The worldwide advice to ‘self-isolate’ has meant the closure of facilities such as gyms, athletics tracks and the cessation of organised activity by running clubs and training groups. While elite runners have lamented the difficulty of training outside of the groups the problems for other athletic disciplines – like for hammer throwers or pole vaulters – are much more daunting.

Mass runners are showing more resilience in the face of such adversity, continuing to run solo or in pairs while observing official guidelines on ‘self-isolation’. It may involve switching from city streets to parkland or open country but observing the recommended 2m “bubble” of personal space while on the run can be made relatively straightforward.

More difficult may be the motivation to do so without a target in mind which usually involves performance in a race. In many cases this is compounded by the performance in the race being linked to a parallel target of raising funds for chosen charities.

The solution that runners and race organisers have come up with is to offer a parallel location in which to enact the race. Just as parallel lines do not intersect, any runner who chooses to participate in a particular event may never catch sight of any other as there are an infinite number of possible locations.

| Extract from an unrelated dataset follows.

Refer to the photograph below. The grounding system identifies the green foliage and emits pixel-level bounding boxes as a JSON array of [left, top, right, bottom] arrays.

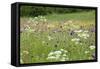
[[20, 6, 92, 17]]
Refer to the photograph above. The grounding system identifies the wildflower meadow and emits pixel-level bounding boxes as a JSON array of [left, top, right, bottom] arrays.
[[20, 5, 95, 64]]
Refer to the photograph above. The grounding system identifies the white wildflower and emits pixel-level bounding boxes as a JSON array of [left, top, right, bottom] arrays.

An early instance of this ‘remote running’ was when US soldiers ran the Marine Corps Marathon by doing laps of their base in Afghanistan. They did it at a synchronised time but since then acceptable practice has been broadened. Now it is normal practice that any officially-recorded distance run, in any locale, can either substitute for that distance in the selected event or just count towards the total distance required.

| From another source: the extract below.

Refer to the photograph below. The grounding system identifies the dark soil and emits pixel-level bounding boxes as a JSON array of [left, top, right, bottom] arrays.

Distance-recording apps – like those offered by Garmin or Strava – allow the distances run to be deemed official (even though this is not an acceptable practice for measuring distance running courses). The technology generates an inclusiveness that no organised event in a specific physical location could hope to match. This way no race need ever be over-subscribed – every one can be accommodated.

Like much else in the new coronavirus reality it’s not quite the same as it was. There is no crowd to encourage you when you begin to flag; no one to welcome you after you cross the finish line. But the afterglow of the achievement is still there – and the funds pledged from sponsorship.